Valjean shuddered. How horrible, to die alone! Had there been nothing in this world that could have pulled the mad Inspector back off the parapet of the Pont Neuf? Skating his dry fingers over the crisp paper, he leaned forward in his chair, closer to the light. He did not read further. His eyes rested on the name as he recalled the man’s face as he had last seen it. He must’ve been mad then, to let him go. Had he always been mad?
He had certainly been particular, but then, what man didn’t have his own quirks and habits? And terrifying enough to play the part of a madman, yes. Had his shady origins brought this upon him? Had some hereditary virus lain dormant in his brain for years and years, finally consuming his mind that unusually warm June evening? That seemed a reasonable explanation, and Valjean parted his cracked lips in preparation for a murmured prayer. Poor soul.
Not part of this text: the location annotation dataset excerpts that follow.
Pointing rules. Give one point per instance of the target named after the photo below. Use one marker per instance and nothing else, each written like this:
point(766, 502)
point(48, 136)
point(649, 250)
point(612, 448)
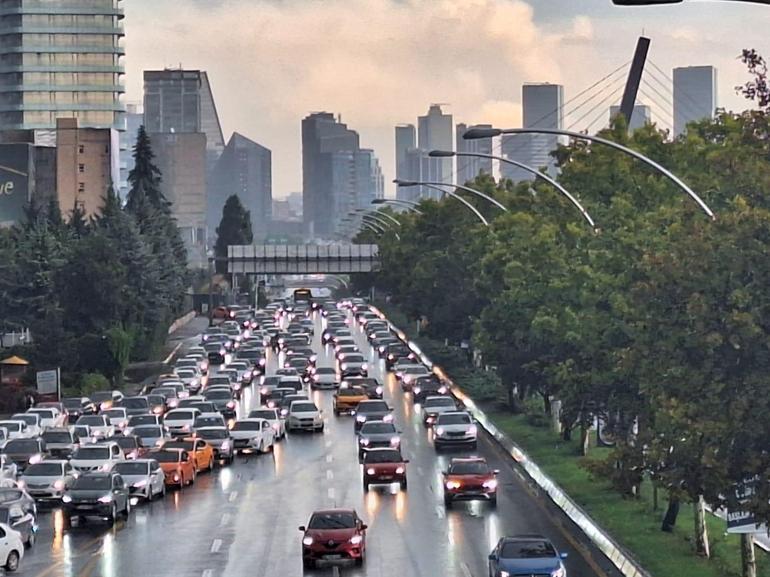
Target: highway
point(243, 520)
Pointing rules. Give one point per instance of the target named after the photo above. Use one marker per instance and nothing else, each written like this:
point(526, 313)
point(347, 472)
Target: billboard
point(15, 167)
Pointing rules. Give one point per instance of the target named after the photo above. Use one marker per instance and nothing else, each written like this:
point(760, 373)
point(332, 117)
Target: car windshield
point(469, 468)
point(377, 429)
point(332, 520)
point(44, 470)
point(57, 437)
point(21, 446)
point(132, 468)
point(527, 550)
point(88, 483)
point(460, 419)
point(92, 453)
point(246, 426)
But then! If it had been some malady in the brain, what could have set it off? This was the question Valjean had been avoiding as he gazed at the name, as the syllables echoed inside his skull, as he mouthed the word, his front teeth playing on the inside of his bottom lip for too long. The slow, dull repetition of a name of a man who was now dead because of him.
Perhaps (and this was still strictly a perhaps, Valjean reminded himself) it had been his release of Javert the evening prior that had set free the savage worm inside Javert’s head. Perhaps it had been his simple action, something any man with a scrap of humanity in him would have done, that had jarred loose the latent disease in Javert’s mind, that which killed him surer than the fall and water ever did.
But maybe it wasn’t that at all! Javert had still been the same man, sane or not, when he had met Valjean outside the sewer gates. Was it his caring for the wounded boy that had done it? Again, a simple act that any man in his place would have done. If this was what had unsettled Javert, then he had already been very far gone indeed.
And if Javert had truly been that far gone, then it wasn’t, it couldn’t be Valjean’s fault. The man had been mad. The man had always been mad. Admirably intelligent, devoted to his duty, and completely out of his head.
Still, the tragedy was terribly disappointing. If the circumstances had been different, Valjean would have liked to talk to the Inspector. He had been a fascinating creature back in Montreuil Sur Mer.
With a “God grant him mercy”, Valjean folded the newspaper and set it aside. He couldn’t quite bring himself to crumple it up.